Hacker News new | past | comments | ask | show | jobs | submit | cochlear's comments login

You're the author of Glicol, right? I've definitely had my eye on trying it out for a while. The karplus-stress-tester is great; I'm currently using message ports, because they seemed most accessible at first, but I'm happy to know there are other, and better options. I have done quite a bit of hand-optimizing of the code here, and while I think there's probably juice left to squeeze, it has become apparent to me that wasm is probably my next stop.

I've written one other AudioWorklet at this point, which just runs "inference" on a single-layer RNN given a pre-trained set of weights: https://blog.cochlea.xyz/rnn.html. It has similarly mediocre performance.

Thanks for all the great tips, and for your work on Glicol!


How funny, I actually corresponded with one of the authors of the "Spiking Music..." paper when it first showed up on arxiv. I'll definitely give the amp-modeling paper a read, looks to be right up my alley!

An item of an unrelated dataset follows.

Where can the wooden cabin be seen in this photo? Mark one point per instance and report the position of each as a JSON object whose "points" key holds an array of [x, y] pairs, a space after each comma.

Now that I understand the basics of how this works, I'd like to use a (much) more efficient version of the simulation as an infinite-dataset generator and try to learn a neural operator, or NERF like model that, given a spring mesh configuration, a sparse control signal, and a time, can produce an approximation of the simulation in a parallel and sample-rate-independent manner. This also (maybe) opens the door to spatial audio, such that you could approximate sound-pressure levels at a particular point in time _and_ space. At this point, I'm just dreaming out-loud a bit.


This is possible but very very hard! Actually getting the model to converge on something that sounds reasonable will make you pull your hair out. It’s definitely a fun and worthwhile project though. I attempted something similar a few years ago. Good luck!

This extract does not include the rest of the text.